The fact that the lawyers may have been speaking in code occurred to those drafting the Construction Industry Model Arbitration Rules (CIMAR), designed to operate in conjunction with the 1996 Arbitration Act. The act trotted out the mantra that the award of costs should follow the event.

CIMAR obligingly translated this into 'costs should be borne by the losing party'.

When Lord Woolf came to rewrite the Civil Procedure Rules, studiously avoiding Latin and other lawyers' codes, he explained that the general rule was: 'The unsuccessful party will be ordered to pay the costs of the successful party.'

By now you are probably getting the idea. Unlike other jurisdictions, where the parties bear their own costs irrespective of the outcome, the award of costs makes litigation something of a gamble. And the game is double or quits. If you win the litigation you recover your reasonable costs. If you lose, you bear your own costs and pay the victor theirs. Of course, you can only guess at the final figure, as you have no idea of the size of other side's stake. And if you factor in any uncertainty as to the outcome, the game looks less like dice and more like roulette.

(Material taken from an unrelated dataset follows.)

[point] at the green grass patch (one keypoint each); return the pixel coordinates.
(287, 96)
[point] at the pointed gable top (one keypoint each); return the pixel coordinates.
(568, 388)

Lord Woolf, recognising that this could put punters off, introduced various innovations designed to even out the odds.

He was particularly keen to move away from the notion that any success, however small, would be sufficient to hit the costs jackpot.

Now, when deciding who should pay, the courts can weigh in the balance of the reasonableness of the allegations and the extent of the success. They also have more flexibility when deciding how much, and can reduce the overall prize or penalise bad gamesmanship.

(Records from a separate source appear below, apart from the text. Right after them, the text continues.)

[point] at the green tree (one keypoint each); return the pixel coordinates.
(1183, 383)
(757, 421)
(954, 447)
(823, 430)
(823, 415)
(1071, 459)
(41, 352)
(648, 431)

All this came into play in the case of Hooper v Biddle & Co (Judgment 11.10.06). The claimant sued its solicitors for £3.75 million. By the time the action came to trial it was claiming £350,000. The day before the trial the claimant settled for £38,000. It claimed victory and wanted its costs prize of £120,000.

The defendant argued that the claim was grossly inflated and fundamentally flawed. It had settled for such a tiny fraction of the claim that it considered it should not count as a victory at all.

The judge agreed that the claimant was not the effective winner. In fact, when viewed in the light of the costs incurred to achieve it, the settlement for only 1 per cent of the claim could be seen as a failure. In order to reflect this measure of the claimant's success, the court made no order as to costs. The claimant did not win the jackpot. Instead, it lost its stake.